Data Lineage Vocabulary: Provenance, Dependencies, and Impact Analysis
Learn the English vocabulary for data lineage — upstream and downstream dependencies, column-level lineage, DAGs, provenance, and how to discuss lineage in data reviews.
Why Data Lineage Vocabulary Matters
As data pipelines grow more complex, understanding where data comes from and what depends on it becomes critical for data quality, compliance, and incident response. Data lineage is the discipline of tracking this information. If you work in data engineering, analytics, or data governance, you will use lineage vocabulary constantly in reviews, documentation, and conversations with business stakeholders.
Core Lineage Concepts
Upstream and Downstream
These are the two most fundamental directional terms in data lineage, borrowed from the metaphor of a river.
Upstream — a dataset, table, or process that feeds data into the dataset you are looking at. If Table B reads from Table A, then Table A is upstream of Table B.
Downstream — a dataset, table, or process that consumes data from the dataset you are looking at. Table B, in the example above, is downstream of Table A.
“We need to notify the downstream consumers of the orders_daily table before we change the schema, because any downstream model that references the old column will break.”
Column-Level Lineage
Column-level lineage is lineage tracked at the individual column level, rather than just at the table or dataset level. It answers questions like: “Which source column did this derived column come from?” and “If I rename this field, which reports will be affected?”

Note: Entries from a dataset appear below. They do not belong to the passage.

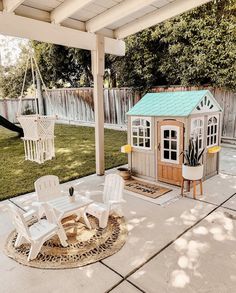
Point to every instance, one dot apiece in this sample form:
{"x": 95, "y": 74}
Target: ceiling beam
{"x": 166, "y": 12}
{"x": 23, "y": 27}
{"x": 11, "y": 5}
{"x": 116, "y": 13}
{"x": 67, "y": 8}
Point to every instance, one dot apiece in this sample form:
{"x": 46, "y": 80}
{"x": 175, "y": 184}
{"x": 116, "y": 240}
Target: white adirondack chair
{"x": 112, "y": 199}
{"x": 36, "y": 234}
{"x": 47, "y": 188}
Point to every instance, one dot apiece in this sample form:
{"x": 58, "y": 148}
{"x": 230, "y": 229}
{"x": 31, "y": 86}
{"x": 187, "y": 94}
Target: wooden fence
{"x": 9, "y": 108}
{"x": 77, "y": 105}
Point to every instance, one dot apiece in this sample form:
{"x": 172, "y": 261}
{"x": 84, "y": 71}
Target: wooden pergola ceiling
{"x": 74, "y": 22}
{"x": 96, "y": 25}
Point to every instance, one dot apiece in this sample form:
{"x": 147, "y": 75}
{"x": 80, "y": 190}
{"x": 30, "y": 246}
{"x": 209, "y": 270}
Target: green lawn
{"x": 75, "y": 157}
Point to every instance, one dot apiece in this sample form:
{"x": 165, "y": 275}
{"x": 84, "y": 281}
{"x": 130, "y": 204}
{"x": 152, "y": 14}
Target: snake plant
{"x": 193, "y": 155}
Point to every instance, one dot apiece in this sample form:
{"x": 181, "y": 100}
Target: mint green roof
{"x": 180, "y": 103}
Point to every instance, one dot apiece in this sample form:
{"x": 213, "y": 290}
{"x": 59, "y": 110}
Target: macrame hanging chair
{"x": 38, "y": 129}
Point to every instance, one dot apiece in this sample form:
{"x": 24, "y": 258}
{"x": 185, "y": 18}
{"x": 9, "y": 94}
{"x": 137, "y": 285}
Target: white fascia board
{"x": 11, "y": 5}
{"x": 166, "y": 12}
{"x": 23, "y": 27}
{"x": 116, "y": 13}
{"x": 68, "y": 8}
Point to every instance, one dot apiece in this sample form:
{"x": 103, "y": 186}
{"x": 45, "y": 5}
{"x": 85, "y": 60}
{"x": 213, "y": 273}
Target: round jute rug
{"x": 85, "y": 246}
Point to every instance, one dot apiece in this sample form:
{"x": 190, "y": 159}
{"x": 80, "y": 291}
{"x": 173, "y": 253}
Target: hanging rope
{"x": 38, "y": 129}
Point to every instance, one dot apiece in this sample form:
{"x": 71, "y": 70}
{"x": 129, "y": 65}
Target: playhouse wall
{"x": 143, "y": 161}
{"x": 210, "y": 161}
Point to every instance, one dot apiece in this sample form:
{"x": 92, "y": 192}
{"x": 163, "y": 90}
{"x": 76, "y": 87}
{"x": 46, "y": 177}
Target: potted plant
{"x": 125, "y": 173}
{"x": 192, "y": 169}
{"x": 71, "y": 194}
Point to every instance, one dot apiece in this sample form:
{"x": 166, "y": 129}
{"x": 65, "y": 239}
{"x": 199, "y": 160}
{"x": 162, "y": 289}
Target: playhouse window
{"x": 141, "y": 133}
{"x": 197, "y": 130}
{"x": 212, "y": 131}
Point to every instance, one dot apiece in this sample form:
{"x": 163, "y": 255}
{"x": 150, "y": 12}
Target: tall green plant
{"x": 193, "y": 155}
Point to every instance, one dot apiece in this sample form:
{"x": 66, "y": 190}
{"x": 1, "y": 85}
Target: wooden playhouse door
{"x": 170, "y": 145}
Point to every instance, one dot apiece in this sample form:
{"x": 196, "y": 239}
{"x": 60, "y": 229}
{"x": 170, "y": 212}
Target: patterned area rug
{"x": 85, "y": 246}
{"x": 144, "y": 188}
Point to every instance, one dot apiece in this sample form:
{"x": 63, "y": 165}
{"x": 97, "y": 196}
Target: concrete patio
{"x": 175, "y": 244}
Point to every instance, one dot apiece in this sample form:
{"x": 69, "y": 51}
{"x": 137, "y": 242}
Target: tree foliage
{"x": 196, "y": 48}
{"x": 193, "y": 49}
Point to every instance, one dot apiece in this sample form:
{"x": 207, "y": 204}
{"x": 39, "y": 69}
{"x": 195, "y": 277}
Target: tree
{"x": 63, "y": 66}
{"x": 193, "y": 49}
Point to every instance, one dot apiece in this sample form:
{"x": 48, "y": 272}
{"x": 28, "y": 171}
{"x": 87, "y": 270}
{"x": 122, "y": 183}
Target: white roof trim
{"x": 68, "y": 8}
{"x": 116, "y": 13}
{"x": 11, "y": 5}
{"x": 207, "y": 104}
{"x": 32, "y": 22}
{"x": 166, "y": 12}
{"x": 18, "y": 26}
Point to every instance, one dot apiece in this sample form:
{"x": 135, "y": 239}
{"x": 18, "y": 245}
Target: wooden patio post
{"x": 98, "y": 63}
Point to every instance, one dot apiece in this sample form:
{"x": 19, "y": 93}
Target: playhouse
{"x": 160, "y": 126}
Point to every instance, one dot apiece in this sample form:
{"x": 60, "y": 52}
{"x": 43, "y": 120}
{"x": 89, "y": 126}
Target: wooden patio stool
{"x": 194, "y": 186}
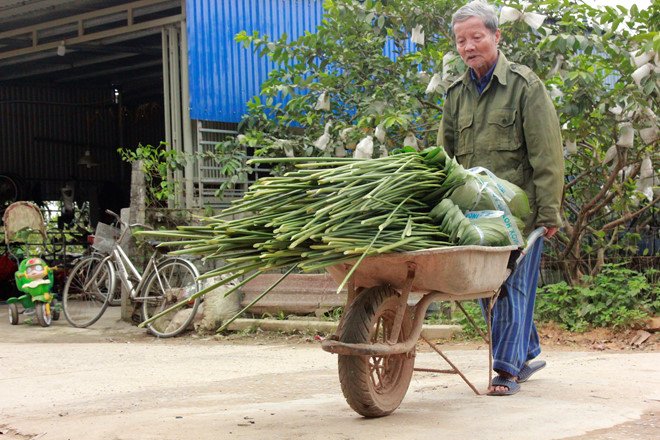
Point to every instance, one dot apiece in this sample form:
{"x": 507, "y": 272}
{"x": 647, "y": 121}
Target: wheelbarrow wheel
{"x": 43, "y": 317}
{"x": 374, "y": 386}
{"x": 13, "y": 314}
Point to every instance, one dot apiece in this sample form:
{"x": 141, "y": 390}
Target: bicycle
{"x": 166, "y": 281}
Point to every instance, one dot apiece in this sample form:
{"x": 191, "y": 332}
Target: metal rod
{"x": 403, "y": 303}
{"x": 465, "y": 379}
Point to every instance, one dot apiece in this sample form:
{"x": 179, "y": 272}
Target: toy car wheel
{"x": 13, "y": 314}
{"x": 55, "y": 309}
{"x": 43, "y": 315}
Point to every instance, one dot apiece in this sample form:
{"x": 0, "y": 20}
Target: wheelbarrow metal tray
{"x": 454, "y": 270}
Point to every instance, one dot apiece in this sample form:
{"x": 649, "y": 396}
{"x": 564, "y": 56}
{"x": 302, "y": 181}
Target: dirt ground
{"x": 113, "y": 381}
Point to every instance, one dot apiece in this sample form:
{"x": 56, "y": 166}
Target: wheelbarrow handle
{"x": 535, "y": 235}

“Column-level lineage showed that the revenue_usd column in the finance dashboard is derived from three source columns across two different raw tables — a fact that wasn’t documented anywhere.”
DAG (Directed Acyclic Graph)
A DAG is a graph of nodes (datasets or tasks) connected by directed edges (dependencies), with no cycles — meaning you cannot follow the edges and return to a node you have already visited. In data engineering, the DAG represents the dependency graph of your pipeline.
“The dbt DAG visualisation showed that the executive dashboard model has 14 upstream dependencies, which explains why a single schema change in the raw layer can have such wide impact.”
Tools like Apache Airflow and dbt expose DAGs as first-class concepts in their UI, making this vocabulary part of day-to-day conversation.
Provenance
Data provenance describes the origin and history of a dataset — where it came from, how it was transformed, who modified it, and when. It answers the audit question: “Can we trace this number back to its source?”
“The regulator asked us to provide data provenance for the risk exposure figures in the quarterly report. We used our lineage tool to generate a full trace from the dashboard metric back to the raw transaction records.”
Impact Analysis
Impact analysis is the process of identifying all downstream assets that would be affected by a proposed change to an upstream dataset. It is the answer to the question: “If I change this, what breaks?”
“Before deprecating the legacy_customer_id column, we ran an impact analysis and discovered it was still referenced in 23 downstream models — six of which fed into production dashboards.”
Language for Data Reviews
Proposing a Change
- “I’d like to walk through the lineage impact of the proposed schema change to the
eventstable.” - “The upstream source is changing its date format from ISO 8601 to Unix timestamps — I’ve mapped all the downstream models that will require updates.”
- “The impact analysis shows three critical downstream models; I’m proposing we update these before the source change goes live.”
Flagging a Dependency Issue
- “This model has a fragile upstream dependency on a manually uploaded CSV — we should replace it with a managed source.”
- “The lineage graph shows a cross-domain dependency that the data contract doesn’t document — we need to formalise this.”
Discussing Provenance in Compliance Contexts
- “We can trace the reported figure back through four transformation steps to the raw transactional data in the source system.”
- “Full column-level provenance is available in the lineage tool, and I can export it for the auditor’s review.”
Five Example Sentences
- “Before the upstream schema migration, we ran an impact analysis and tagged all 17 downstream models that reference the affected columns.”
- “Column-level lineage revealed that the
gross_marginfigure in the executive report is calculated differently in two separate models, which explains the discrepancy we observed last quarter.” - “The DAG for the nightly revenue pipeline has a fan-out of 34 downstream consumers from a single intermediate model, making it a critical point of failure.”
- “Data provenance documentation is now a mandatory output of our data quality review process for any metric that feeds into regulatory reporting.”
- “The downstream team was not notified of the upstream schema change, which is exactly the kind of incident our lineage tooling is designed to prevent.”
Tools Reference
dbt exposes lineage natively through its documentation site and dbt ls commands. OpenLineage is an open standard for capturing lineage events across different tools. DataHub, Atlan, and Monte Carlo are popular data catalogue and observability platforms that visualise lineage. Familiarity with these tool names is part of the working vocabulary of modern data engineering.